For anyone who has known Gaza in recent times, one of yesterday's most extraordinary sights was also the gridlocked, honking queues of traffic in both directions on the long disused sandy road across the previously lethal no man's land between Rafah, the southernmost town which has suffered more than any other in the conflict, and the neighbouring settlement of Rafiah Yam.

At one end was the now flattened military base that had protected a settlement reduced to rubble; at the other the shell and bullet- riddled façades of the first Palestinian houses of Tel Sultan, the district that had been without water or power during the siege inflicted by the last major Israeli ground incursion into Rafah in May 2004.

Everyone was shouting; every vehicle was moving at a crawl, the pick-ups bearing the squads of masked Hamas militants with their AK-47s and RPGs, the donkey carts creaking with everything remotely useable or saleable from the abandoned detritus - the cars bulging with families curious to inspect the ruins of what they believed to be a prime cause of their misery over the past five years.

Watching by the roadside, Mahmoud Mahulain, 33, a construction worker dressed in a spotless grey dishdash who lives in one of those houses on the front line, said he hoped that the vacated settlement would be used to build new housing for the thousands in Rafah whose homes have been demolished in the past five years, but added: "My fear is it will be used as a resort for high PA officials."

As dawn broke over Netzarim, long cursed by Palestinian civilians for being the base for many of the most severe army incursions into Gaza City's suburbs, burning debris was already sending long plumes of black smoke into the sky and the green and black flags of Hamas and Islamic Jihad had long been planted in a mountain of rubble, just as they were on the synagogues of Neve Dekalim.

"The settlement was liberated by resistance-weapons and not negotiations," said Ehal al Baz, 21, a young Islamic University student and supporter of Hamas to explain the absence of Palestinian national flags, "and we got here first". As if to underline his point, an ostentatious six-vehicle convoy of masked Islamic Jihad militants drove into the heart of the settlement.

Meanwhile, a single PA bulldozer driver was hard at work trying to demolish the solid concrete wall of the domed synagogue.

The operation's supervisor, Haitam Ghanim, said he was acting under instructions from the Palestinian leadership and added: "We do not care if it is a synagogue or another building.
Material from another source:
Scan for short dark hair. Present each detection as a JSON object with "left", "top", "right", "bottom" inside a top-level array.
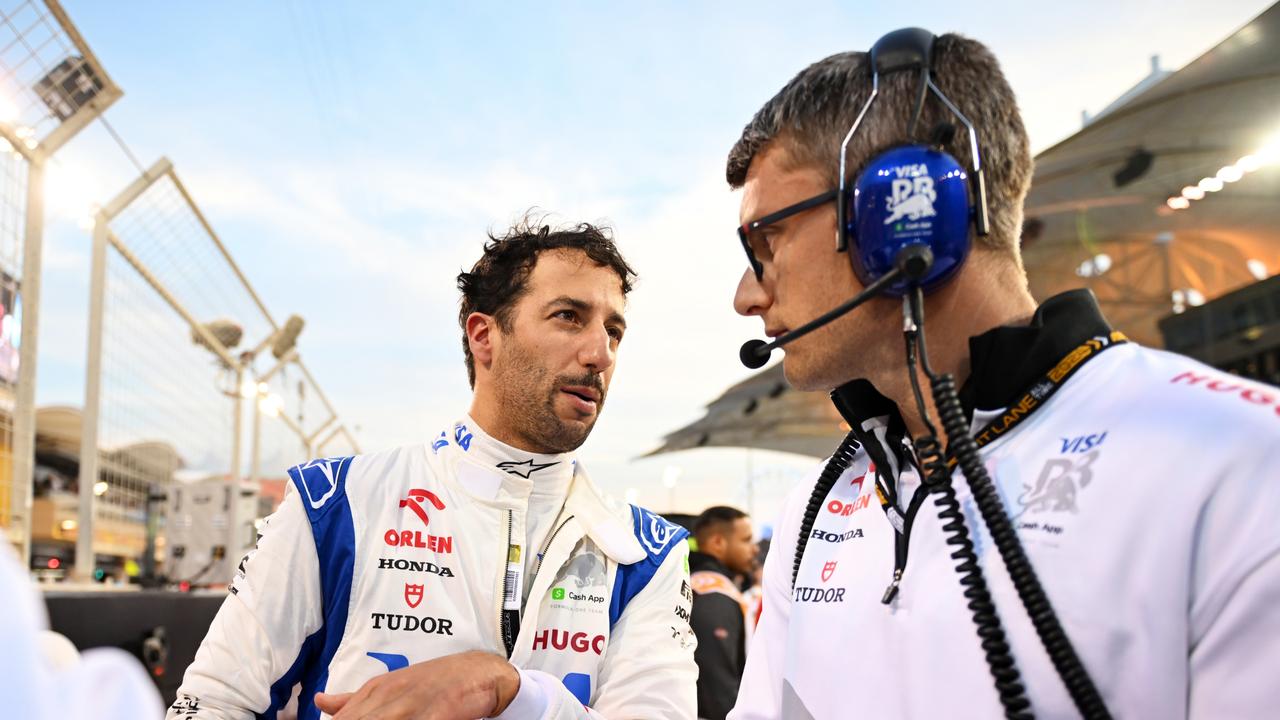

We are hoping for renewal." Surveying the wreckage of the houses left by Neve Dekalim's 2,500 settlers, he added: "Tell the world that Israel took our land, enjoyed it and left it like this." But, unlike Mr Al Boz, he said that disengagement was "50 per cent resistance and 50 per cent an Israeli decision. We should not kid ourselves."

But one devout Muslim Islamic University student, Ibrahim Abu Speh, in Neve Dekalim to celebrate the "restoration of the land", said: "I disagree with it. Our religion is to respect all others: Jewish, Buddhist whatever." But it was inevitable after the Israeli cabinet's reversal of its earlier instruction to the army to destroy the buildings. According to Israeli media reports, the Prime Minster, Ariel Sharon, referred to them on Sunday as "houses that used to be synagogues".

Hamad Hamdan, 38, and his friend Nael Amar, 31, chose not to go to the settlements but instead to savour the beach at Shirat Hayam, which had long been the exclusive preserve of the settlers. Mr Amar said: "It is like a child who didn't see his mother for 38 years and is brought to her and told: 'This is your mother'."